Éloge de la bienveillance et du vivre-ensemble par Jeanne Cherhal, Ariane Ascaride, Lauren Bastide et Laurent Sciamma.
″Qu’on m’appelle The BP !”
Jeanne Cherhal
Chanteuse, en tournée pour son album L’An 40.
« Il y a une dizaine d’années, dans une émission de radio, je racontais de bon matin ce à quoi j’occupais alors mon temps : les répétitions d’un spectacle one shot à l’Institut des cultures d’Islam, dans lequel j’étais toute tourneboulée, car je donnais, le temps d’une lecture du Majnoun Layla, la réplique à Jean-Claude Carrière (ce qui me mettait une chair de poule d’honneur).

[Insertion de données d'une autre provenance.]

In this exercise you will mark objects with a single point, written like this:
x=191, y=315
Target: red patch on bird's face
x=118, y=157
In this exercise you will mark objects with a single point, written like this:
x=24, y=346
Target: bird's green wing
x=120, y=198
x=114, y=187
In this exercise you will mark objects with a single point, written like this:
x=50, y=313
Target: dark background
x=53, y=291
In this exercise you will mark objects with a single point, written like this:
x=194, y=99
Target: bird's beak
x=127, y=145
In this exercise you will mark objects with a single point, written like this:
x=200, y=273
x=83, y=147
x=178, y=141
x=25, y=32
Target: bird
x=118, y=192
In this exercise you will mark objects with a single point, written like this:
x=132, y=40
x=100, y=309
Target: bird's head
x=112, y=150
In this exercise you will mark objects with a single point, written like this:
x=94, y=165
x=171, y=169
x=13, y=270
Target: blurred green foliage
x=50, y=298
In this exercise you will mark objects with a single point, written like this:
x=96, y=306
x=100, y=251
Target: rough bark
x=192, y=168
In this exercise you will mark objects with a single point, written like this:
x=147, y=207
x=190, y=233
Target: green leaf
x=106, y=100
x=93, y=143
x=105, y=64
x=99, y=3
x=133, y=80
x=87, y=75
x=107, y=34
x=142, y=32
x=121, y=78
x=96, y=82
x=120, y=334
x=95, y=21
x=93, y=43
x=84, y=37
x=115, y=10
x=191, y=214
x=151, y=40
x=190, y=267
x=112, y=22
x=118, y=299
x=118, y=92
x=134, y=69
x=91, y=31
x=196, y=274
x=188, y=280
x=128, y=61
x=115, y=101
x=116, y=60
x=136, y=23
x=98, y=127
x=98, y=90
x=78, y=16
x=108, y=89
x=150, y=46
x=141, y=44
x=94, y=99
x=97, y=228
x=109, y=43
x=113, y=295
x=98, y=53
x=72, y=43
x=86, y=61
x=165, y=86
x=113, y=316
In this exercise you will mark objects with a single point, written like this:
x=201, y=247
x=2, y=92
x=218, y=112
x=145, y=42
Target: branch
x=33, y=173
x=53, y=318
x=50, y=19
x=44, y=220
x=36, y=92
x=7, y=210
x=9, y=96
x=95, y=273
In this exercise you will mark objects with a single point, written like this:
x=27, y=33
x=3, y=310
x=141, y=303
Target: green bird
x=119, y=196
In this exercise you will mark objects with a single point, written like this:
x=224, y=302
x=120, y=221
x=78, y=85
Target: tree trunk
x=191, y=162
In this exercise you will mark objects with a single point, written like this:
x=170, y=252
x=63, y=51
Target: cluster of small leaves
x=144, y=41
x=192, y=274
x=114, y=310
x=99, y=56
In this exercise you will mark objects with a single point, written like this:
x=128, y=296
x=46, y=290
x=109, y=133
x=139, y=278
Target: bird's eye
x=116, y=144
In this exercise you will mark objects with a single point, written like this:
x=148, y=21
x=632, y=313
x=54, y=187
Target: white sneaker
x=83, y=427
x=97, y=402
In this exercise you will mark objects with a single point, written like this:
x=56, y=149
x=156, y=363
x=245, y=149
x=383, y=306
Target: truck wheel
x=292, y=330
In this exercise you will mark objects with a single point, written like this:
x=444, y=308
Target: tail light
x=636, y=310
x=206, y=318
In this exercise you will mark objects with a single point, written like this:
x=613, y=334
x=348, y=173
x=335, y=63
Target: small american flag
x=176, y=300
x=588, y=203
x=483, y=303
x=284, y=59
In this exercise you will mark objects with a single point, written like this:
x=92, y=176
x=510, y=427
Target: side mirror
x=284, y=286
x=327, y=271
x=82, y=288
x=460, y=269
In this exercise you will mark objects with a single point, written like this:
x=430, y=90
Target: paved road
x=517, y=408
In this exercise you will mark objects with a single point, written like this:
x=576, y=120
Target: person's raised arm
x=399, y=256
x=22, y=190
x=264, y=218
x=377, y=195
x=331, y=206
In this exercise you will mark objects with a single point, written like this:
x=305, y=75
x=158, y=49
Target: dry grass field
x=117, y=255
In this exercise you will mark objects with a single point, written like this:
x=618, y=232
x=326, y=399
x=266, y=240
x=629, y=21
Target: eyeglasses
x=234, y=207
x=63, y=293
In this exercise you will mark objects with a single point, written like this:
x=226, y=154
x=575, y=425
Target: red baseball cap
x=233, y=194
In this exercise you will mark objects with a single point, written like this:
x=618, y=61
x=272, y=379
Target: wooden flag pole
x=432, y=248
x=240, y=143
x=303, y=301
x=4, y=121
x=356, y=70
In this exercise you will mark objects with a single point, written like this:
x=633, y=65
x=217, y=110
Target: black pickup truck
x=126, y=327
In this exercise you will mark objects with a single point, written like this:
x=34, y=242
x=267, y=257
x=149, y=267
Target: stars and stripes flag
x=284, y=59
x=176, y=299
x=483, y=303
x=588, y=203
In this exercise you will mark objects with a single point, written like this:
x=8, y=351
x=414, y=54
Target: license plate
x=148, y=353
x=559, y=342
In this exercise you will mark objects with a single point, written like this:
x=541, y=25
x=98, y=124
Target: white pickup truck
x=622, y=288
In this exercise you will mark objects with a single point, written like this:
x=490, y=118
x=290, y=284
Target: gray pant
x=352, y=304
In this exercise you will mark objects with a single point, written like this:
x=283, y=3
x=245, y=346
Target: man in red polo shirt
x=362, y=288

La journaliste qui m’interviewait, sans doute agacée par l’œcuménisme benêt avec lequel je m’enflammais pour ces nuits du ramadan, m’avait alors demandé : “Et donc vous assumez d’être BP ?” BP ?… J’étais restée bête en me demandant ce qui pouvait bien se cacher derrière ces initiales mystérieuses. Bonne Poire ? Blanche Porte ? Bras de Poulet ? C’était Bien-Pensante. Moi qui suis une désolante adepte de la RR (la Répartie à Retardement), j’avais raté le coche et bafouillé une réponse embarrassée : “Euh… eh bien… oui ?…” Allons allons, Cherhal… C’est un peu court ! Rewind et précision : si être BP, c’est chanter les splendeurs de la poésie arabe à la Goutte‑d’Or et en être fière, je suis BP, c’est évident. Si être BP, c’est être horrifiée face à l’homme blanc de 70 ans qui profère ironiquement que lui, “il viole sa femme tous les soirs”, sous prétexte qu’on ne peut plus rien dire, qu’on m’appelle The BP ! Si c’est devenir très agaçante en jouant la pasionaria sororale, les bras en croix, au moindre soupçon de misogynie, quitte à me prendre un scud du genre : “Allez arrête avec tes grands airs !”, alors oui, je le suis, et plutôt deux fois qu’une ! Si c’est sursauter[…]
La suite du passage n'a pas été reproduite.